Here is a piece you don't see every day. After WW1 the Japanese contracted the Bergmann company (via SIG in Switzerland) to produce a 1920 version of the Bergmann sub machine gun (MP 18, I)
These machine guns had a special detachable collar used for attaching the Japanese bayonet. I don't know how many survived but I would think not many.

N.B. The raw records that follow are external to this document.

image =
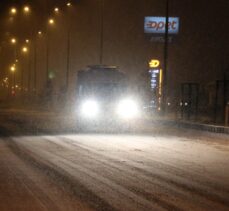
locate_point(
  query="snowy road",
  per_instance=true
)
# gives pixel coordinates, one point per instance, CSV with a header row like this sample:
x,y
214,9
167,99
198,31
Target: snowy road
x,y
166,169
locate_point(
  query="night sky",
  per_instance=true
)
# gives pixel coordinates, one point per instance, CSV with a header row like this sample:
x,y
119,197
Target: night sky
x,y
199,53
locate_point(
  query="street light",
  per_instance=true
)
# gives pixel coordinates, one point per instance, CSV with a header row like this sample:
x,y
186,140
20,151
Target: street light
x,y
13,41
56,9
24,49
69,4
26,9
51,21
13,11
13,68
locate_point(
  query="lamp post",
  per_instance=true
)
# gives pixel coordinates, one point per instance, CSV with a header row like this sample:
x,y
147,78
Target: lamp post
x,y
164,95
69,5
13,69
101,32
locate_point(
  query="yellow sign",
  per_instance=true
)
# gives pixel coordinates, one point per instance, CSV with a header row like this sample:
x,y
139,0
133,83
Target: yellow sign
x,y
154,63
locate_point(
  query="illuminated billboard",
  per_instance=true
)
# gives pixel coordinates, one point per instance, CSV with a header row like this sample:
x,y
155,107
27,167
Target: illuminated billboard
x,y
156,25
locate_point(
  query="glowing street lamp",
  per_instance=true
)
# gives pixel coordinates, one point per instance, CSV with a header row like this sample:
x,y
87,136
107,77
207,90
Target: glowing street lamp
x,y
13,11
51,21
24,49
13,41
26,9
13,68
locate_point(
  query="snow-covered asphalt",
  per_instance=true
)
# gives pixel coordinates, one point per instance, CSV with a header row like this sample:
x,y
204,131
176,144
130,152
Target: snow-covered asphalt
x,y
165,169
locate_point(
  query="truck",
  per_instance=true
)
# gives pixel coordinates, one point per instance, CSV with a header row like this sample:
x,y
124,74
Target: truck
x,y
103,98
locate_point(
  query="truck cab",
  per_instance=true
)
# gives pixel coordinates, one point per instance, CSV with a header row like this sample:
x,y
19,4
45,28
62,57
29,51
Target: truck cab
x,y
103,97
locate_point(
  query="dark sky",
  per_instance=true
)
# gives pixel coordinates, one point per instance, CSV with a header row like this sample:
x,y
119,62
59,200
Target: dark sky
x,y
199,52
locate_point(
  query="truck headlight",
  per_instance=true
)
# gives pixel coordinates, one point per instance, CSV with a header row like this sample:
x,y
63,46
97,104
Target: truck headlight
x,y
128,109
90,108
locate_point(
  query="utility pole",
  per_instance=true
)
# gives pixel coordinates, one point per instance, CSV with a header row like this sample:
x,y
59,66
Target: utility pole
x,y
101,32
164,96
68,54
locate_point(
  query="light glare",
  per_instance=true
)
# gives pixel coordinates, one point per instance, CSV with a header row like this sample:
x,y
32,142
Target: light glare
x,y
90,109
127,109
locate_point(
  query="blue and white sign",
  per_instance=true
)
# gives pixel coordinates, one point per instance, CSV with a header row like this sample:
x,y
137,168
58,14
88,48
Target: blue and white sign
x,y
156,25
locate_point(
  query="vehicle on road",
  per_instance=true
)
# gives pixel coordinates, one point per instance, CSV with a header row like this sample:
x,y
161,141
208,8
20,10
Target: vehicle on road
x,y
104,99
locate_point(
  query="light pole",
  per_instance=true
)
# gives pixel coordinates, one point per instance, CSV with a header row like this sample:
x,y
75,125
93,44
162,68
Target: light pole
x,y
164,96
101,32
68,47
13,69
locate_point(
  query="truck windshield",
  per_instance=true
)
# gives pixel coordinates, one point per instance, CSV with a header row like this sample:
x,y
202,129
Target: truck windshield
x,y
103,90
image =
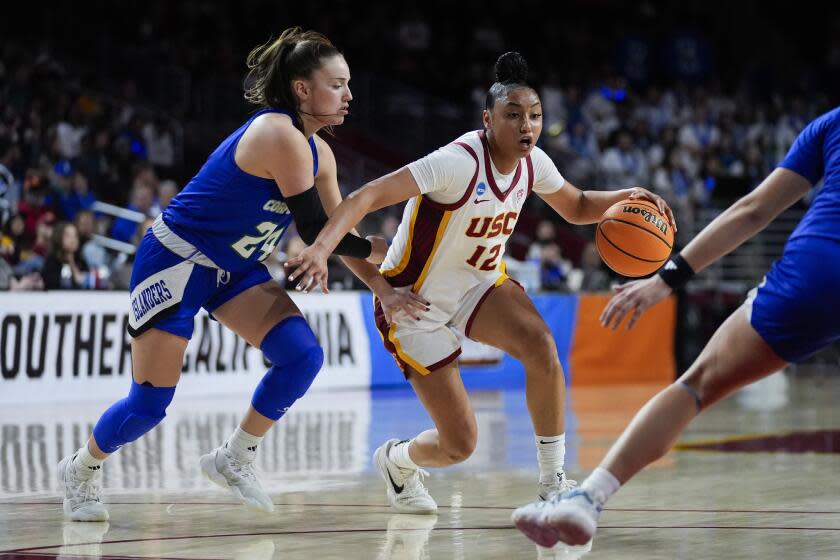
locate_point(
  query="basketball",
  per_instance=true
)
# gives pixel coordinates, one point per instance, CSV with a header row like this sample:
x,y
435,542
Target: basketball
x,y
634,238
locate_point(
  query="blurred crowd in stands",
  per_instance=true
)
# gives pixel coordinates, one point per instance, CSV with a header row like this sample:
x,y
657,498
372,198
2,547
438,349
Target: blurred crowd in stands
x,y
71,140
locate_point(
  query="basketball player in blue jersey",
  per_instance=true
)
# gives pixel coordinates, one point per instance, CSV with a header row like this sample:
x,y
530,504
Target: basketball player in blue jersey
x,y
206,251
791,315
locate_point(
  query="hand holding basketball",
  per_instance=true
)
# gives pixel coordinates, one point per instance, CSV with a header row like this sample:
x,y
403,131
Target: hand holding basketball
x,y
636,235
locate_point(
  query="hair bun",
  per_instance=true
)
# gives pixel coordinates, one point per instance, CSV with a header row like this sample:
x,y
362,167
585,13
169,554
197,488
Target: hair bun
x,y
511,67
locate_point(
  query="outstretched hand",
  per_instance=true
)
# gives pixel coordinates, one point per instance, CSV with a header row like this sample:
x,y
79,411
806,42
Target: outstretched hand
x,y
635,298
403,303
310,268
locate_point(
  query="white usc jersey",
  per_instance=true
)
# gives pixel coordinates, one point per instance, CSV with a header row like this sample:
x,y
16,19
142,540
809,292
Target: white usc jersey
x,y
454,235
450,243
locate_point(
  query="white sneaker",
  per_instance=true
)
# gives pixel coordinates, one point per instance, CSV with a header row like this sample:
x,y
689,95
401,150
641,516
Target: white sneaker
x,y
407,537
571,517
547,490
81,495
222,468
406,492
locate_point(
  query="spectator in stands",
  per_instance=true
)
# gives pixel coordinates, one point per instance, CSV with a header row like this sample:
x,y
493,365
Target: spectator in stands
x,y
157,135
595,276
124,229
12,239
94,254
167,191
64,268
553,269
625,164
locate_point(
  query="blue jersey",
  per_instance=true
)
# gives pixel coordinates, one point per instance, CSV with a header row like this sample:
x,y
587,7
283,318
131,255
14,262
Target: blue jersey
x,y
816,155
795,308
234,218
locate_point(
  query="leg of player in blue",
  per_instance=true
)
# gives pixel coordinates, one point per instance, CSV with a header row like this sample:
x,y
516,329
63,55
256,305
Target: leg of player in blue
x,y
296,359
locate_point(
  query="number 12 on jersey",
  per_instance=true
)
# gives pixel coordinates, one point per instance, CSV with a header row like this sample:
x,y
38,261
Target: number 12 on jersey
x,y
490,262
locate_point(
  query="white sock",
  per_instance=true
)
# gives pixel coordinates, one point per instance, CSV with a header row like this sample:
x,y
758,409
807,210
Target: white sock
x,y
86,465
243,445
551,454
601,485
398,454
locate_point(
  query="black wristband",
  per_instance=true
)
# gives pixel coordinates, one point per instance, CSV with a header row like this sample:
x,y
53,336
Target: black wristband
x,y
353,246
676,272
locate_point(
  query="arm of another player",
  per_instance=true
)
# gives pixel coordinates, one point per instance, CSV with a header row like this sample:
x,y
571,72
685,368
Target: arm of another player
x,y
326,181
311,264
739,222
586,207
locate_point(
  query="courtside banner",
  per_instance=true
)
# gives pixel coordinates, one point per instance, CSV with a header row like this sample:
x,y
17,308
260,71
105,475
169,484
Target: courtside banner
x,y
61,346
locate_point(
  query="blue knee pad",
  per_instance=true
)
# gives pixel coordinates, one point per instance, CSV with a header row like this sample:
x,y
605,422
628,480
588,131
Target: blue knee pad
x,y
296,359
133,416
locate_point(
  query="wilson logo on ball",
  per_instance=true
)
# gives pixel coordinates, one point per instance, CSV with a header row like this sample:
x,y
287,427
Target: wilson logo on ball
x,y
650,217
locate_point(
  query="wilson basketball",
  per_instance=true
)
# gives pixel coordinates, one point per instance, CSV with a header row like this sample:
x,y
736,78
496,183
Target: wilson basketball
x,y
634,238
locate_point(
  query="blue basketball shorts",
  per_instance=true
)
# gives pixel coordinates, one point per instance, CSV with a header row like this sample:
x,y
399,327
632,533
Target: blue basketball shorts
x,y
167,289
796,308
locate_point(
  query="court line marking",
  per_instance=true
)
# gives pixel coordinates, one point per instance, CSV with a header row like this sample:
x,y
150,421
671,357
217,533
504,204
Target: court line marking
x,y
385,506
379,530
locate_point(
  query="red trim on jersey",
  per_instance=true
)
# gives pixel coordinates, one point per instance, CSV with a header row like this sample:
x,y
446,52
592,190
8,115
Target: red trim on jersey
x,y
467,193
468,328
530,173
444,362
426,225
488,169
382,326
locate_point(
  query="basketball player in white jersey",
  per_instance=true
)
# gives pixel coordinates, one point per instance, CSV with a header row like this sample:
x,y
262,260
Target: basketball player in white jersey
x,y
464,201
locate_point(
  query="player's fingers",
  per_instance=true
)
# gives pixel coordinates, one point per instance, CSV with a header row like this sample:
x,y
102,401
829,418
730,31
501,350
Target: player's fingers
x,y
618,288
299,269
421,299
634,317
608,312
672,220
303,283
617,318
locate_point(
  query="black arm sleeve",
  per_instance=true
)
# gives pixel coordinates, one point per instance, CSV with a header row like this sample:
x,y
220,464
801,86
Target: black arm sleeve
x,y
310,218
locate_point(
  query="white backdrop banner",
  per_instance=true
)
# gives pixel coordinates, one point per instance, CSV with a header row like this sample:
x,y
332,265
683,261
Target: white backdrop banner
x,y
61,346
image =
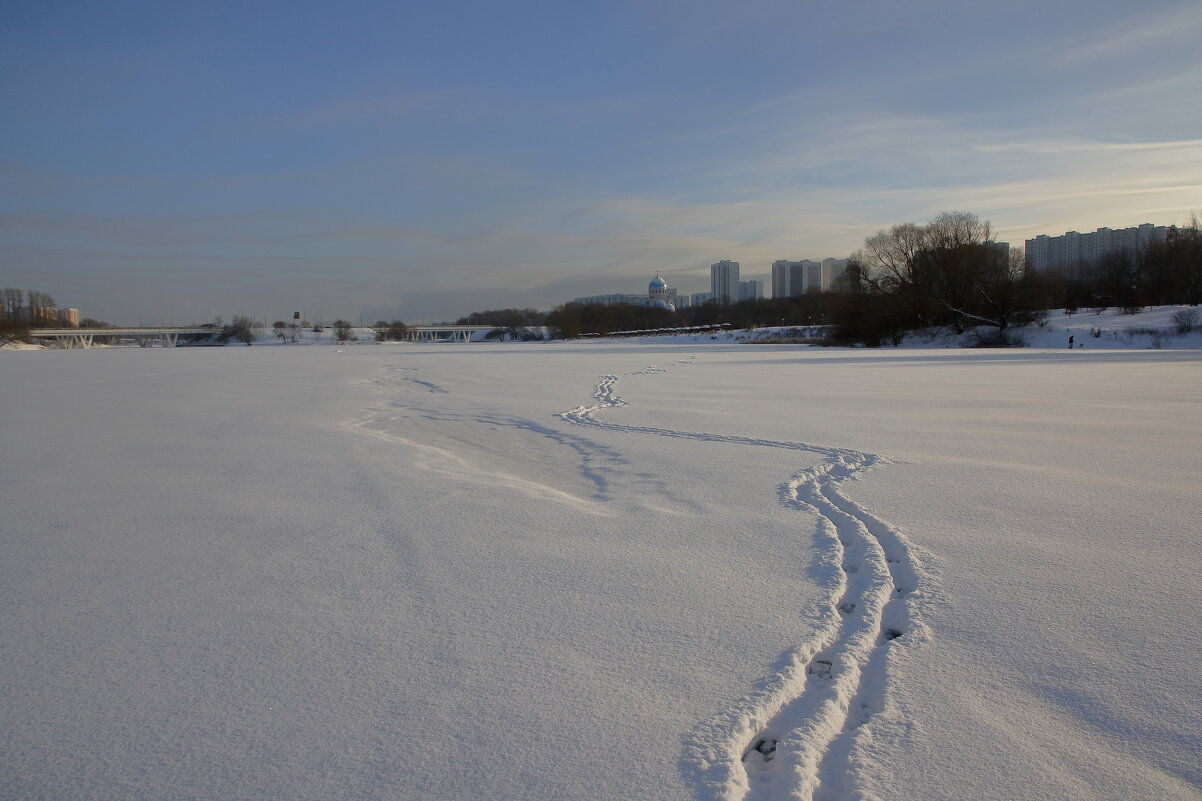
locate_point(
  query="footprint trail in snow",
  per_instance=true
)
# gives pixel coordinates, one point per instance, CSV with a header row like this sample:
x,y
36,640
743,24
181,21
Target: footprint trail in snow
x,y
793,736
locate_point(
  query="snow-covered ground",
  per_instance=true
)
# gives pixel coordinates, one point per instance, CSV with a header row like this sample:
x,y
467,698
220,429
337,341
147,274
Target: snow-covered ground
x,y
601,570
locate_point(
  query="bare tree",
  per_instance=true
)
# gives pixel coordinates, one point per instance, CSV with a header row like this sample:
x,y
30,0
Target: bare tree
x,y
12,302
287,331
42,309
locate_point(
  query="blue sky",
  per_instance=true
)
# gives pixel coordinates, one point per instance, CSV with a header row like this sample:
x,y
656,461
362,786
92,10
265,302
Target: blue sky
x,y
173,161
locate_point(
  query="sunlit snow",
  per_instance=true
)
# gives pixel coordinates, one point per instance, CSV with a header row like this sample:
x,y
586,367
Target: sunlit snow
x,y
602,570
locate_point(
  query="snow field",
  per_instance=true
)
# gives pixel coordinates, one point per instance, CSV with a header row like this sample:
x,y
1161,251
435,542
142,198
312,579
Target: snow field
x,y
602,570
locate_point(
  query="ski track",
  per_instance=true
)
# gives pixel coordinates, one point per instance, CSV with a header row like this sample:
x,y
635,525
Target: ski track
x,y
793,736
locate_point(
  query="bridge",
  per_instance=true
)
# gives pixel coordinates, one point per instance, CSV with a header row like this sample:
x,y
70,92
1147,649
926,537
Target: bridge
x,y
444,332
168,337
144,337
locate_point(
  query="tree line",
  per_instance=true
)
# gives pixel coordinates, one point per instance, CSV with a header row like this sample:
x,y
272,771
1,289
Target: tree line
x,y
948,274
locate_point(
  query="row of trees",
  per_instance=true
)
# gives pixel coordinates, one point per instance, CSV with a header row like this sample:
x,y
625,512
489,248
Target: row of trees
x,y
1164,273
947,273
36,308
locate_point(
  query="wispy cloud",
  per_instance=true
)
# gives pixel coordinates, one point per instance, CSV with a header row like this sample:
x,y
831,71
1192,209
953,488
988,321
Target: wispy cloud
x,y
1147,31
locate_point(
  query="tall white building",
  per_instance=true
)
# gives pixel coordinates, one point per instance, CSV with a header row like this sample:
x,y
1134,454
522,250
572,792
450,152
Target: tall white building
x,y
1072,250
750,290
789,278
832,271
793,278
724,280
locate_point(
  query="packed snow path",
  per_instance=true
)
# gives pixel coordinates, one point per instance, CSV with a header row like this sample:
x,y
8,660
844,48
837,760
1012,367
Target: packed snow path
x,y
792,739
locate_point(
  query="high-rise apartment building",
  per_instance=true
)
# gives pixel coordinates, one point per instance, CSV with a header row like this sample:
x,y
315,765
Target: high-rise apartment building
x,y
793,278
724,280
1072,251
789,278
750,290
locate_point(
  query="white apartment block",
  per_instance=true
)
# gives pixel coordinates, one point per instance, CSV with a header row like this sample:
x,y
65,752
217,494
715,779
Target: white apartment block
x,y
750,290
793,278
724,280
1073,250
789,278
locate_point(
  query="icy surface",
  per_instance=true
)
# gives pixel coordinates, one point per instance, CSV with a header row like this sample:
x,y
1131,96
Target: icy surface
x,y
605,570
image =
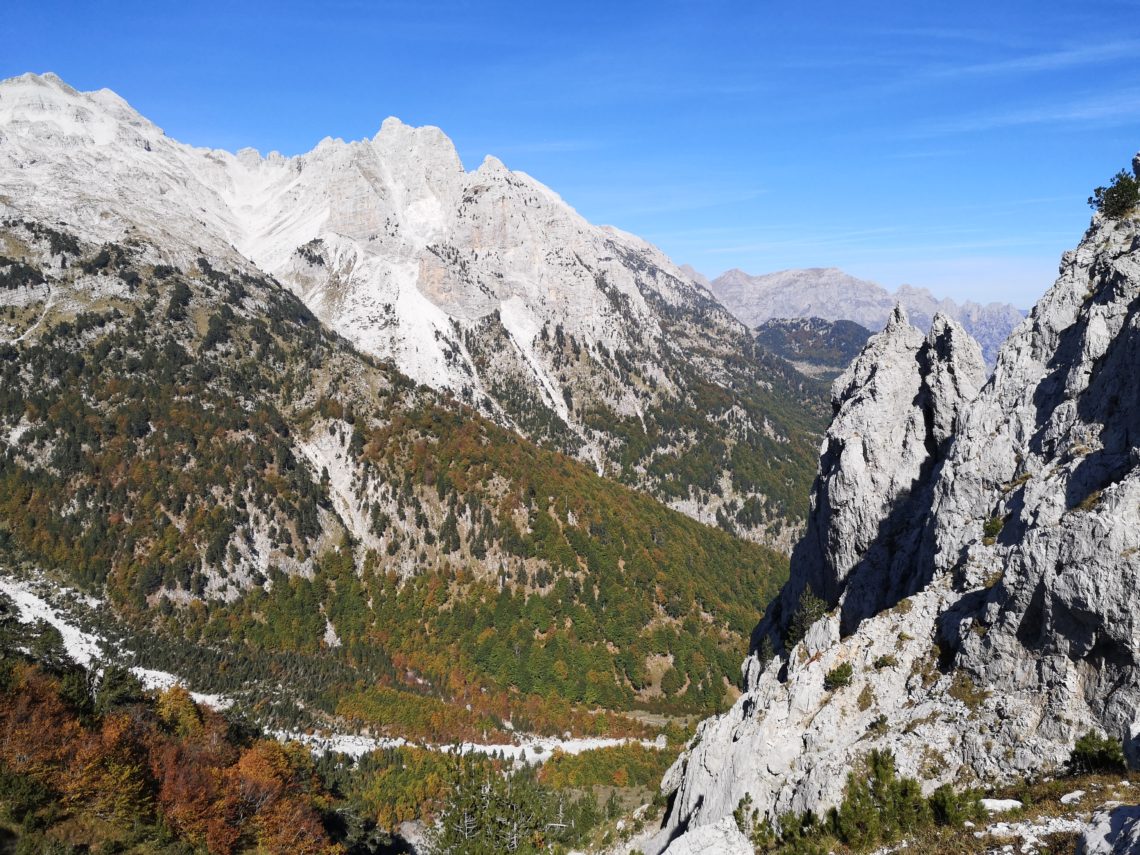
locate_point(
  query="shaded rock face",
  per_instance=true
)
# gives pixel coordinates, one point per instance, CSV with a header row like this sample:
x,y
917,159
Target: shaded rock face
x,y
896,408
816,347
482,283
980,553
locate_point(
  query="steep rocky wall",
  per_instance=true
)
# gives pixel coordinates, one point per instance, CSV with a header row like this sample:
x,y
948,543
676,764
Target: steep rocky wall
x,y
980,558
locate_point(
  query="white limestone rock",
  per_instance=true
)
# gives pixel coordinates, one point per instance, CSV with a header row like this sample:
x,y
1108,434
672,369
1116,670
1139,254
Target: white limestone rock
x,y
722,838
481,283
1113,831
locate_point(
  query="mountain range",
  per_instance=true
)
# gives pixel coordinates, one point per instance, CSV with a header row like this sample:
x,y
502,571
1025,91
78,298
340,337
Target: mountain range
x,y
962,602
483,285
832,294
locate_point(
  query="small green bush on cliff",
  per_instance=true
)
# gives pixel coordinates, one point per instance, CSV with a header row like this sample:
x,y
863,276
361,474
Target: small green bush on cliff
x,y
1118,198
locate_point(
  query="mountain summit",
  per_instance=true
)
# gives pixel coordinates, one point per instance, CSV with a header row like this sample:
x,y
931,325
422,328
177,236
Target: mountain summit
x,y
483,284
965,596
832,294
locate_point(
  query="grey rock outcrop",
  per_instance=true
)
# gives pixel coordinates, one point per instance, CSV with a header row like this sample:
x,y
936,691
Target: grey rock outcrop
x,y
982,558
896,408
1114,831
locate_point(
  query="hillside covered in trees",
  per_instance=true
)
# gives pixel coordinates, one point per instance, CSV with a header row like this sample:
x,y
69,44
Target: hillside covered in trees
x,y
193,445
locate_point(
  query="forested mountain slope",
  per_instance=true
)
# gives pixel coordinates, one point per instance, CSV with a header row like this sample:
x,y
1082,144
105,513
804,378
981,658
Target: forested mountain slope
x,y
190,441
482,284
965,596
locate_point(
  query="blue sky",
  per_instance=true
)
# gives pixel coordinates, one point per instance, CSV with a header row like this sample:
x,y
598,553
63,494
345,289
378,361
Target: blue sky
x,y
943,145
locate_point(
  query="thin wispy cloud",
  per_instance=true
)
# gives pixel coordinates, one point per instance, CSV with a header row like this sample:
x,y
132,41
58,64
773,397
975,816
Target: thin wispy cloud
x,y
1112,110
1100,54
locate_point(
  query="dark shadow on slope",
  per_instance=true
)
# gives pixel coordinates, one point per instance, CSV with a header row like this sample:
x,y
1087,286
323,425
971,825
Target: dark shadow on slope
x,y
683,824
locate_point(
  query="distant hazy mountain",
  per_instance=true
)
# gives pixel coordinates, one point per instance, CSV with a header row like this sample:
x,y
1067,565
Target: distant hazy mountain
x,y
832,294
816,347
483,285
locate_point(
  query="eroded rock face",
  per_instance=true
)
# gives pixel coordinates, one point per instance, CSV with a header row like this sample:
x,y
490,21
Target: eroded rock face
x,y
1115,831
984,559
896,408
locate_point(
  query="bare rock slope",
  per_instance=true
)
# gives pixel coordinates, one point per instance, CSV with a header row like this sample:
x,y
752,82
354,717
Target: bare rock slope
x,y
483,284
978,551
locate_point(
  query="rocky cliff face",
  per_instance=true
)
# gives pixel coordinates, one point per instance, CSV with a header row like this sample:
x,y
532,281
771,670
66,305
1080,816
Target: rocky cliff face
x,y
482,284
832,294
979,553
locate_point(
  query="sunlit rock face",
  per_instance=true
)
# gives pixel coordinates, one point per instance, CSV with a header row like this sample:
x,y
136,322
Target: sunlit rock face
x,y
980,554
483,284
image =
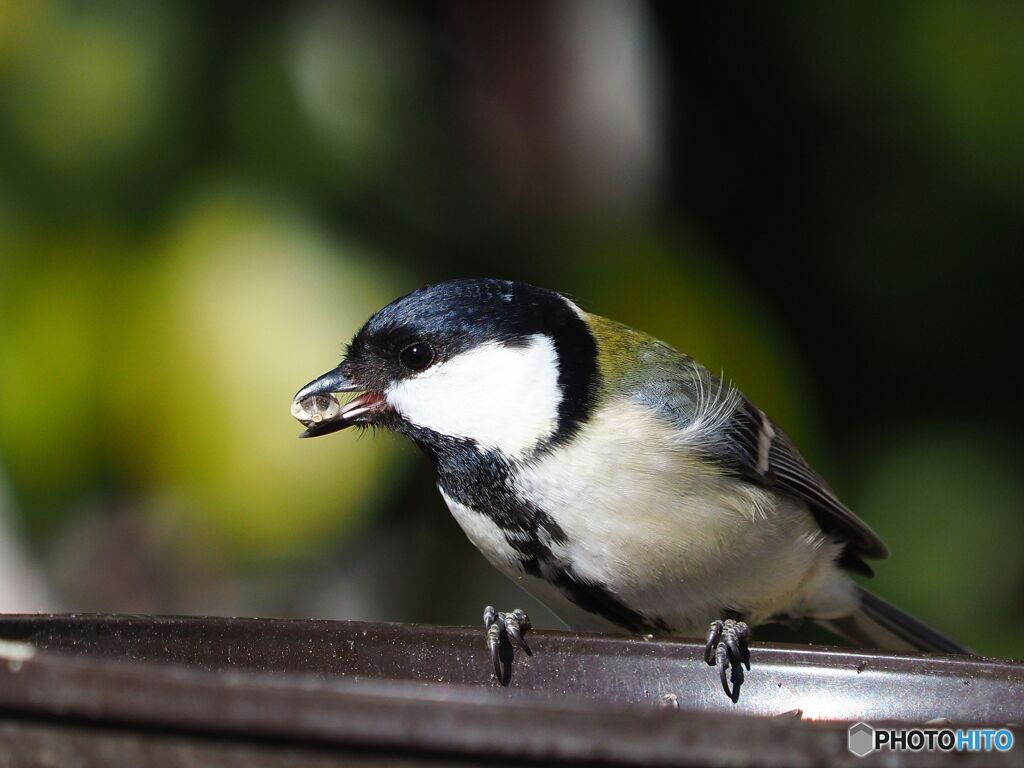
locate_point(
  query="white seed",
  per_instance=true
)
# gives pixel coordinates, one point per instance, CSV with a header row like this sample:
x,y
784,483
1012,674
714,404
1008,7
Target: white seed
x,y
315,408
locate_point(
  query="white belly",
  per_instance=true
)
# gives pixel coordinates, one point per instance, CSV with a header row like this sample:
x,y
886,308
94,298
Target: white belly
x,y
667,536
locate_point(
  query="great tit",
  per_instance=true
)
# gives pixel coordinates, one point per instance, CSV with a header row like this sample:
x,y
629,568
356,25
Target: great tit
x,y
613,477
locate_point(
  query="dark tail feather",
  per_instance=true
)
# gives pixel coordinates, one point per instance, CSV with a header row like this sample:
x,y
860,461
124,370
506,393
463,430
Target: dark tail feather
x,y
880,625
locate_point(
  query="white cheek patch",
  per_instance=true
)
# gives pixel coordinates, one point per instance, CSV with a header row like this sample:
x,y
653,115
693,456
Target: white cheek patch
x,y
504,397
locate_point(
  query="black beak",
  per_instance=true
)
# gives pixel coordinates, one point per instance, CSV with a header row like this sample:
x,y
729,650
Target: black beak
x,y
318,411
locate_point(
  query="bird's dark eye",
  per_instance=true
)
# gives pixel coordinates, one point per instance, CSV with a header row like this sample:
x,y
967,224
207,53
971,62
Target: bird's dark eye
x,y
417,356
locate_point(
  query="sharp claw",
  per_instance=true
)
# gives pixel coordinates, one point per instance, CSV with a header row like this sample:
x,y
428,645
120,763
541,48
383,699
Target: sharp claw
x,y
494,645
515,634
713,635
733,645
725,683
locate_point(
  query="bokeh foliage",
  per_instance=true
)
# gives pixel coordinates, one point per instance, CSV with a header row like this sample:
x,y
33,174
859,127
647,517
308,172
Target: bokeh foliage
x,y
200,203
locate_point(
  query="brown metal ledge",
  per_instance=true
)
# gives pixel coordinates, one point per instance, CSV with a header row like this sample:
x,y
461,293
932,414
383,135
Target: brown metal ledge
x,y
138,690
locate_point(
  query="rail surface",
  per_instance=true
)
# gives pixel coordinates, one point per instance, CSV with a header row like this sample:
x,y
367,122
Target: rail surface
x,y
152,690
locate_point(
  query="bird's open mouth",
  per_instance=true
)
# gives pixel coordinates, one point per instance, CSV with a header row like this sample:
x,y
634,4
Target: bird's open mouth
x,y
316,407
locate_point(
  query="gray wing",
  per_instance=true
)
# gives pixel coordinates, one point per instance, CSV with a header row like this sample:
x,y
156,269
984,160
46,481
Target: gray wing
x,y
760,452
750,445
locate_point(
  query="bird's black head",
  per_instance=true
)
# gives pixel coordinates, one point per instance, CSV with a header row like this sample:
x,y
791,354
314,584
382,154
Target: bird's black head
x,y
506,365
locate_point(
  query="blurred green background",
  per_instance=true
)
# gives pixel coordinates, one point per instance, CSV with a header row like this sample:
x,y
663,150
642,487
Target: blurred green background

The German based Bergmann Company was forced to cease manufacture of the M.P. 18,I. The company negotiated a licensing agreement with the Schweizer Industrie Gesellschaft (SIG) to manufacture the M.P. 18,I in Neuhausen, Switzerland. The weapon was manufactured with the modified magazine housing and box style magazine into the 1920’s principally for foreign sales. The Swiss made M.P. 18,I was marketed as the Bergmann Machine Pistol, and was produced in 7.65 mm Mauser, 7.63 mm, 9 mm Mauser and 9 mm Parabellum. The weapons were distributed by the Swiss firm Societe Industrialle Suisse. The majority of the weapon’s sales were made to Japan chambered for the 7.63 mm cartridge. The Japanese contract guns were designated as the Type BE. There were at least two variants of the Japanese contract guns. One style had a removable collar that fitted on the barrel jacket for mounting a Japanese service bayonet; the second type was made with and without the bayonet feature, and were marked with Japanese characters. Over 25,000 post WWI M.P. 18,I weapons (modified) were produced for export.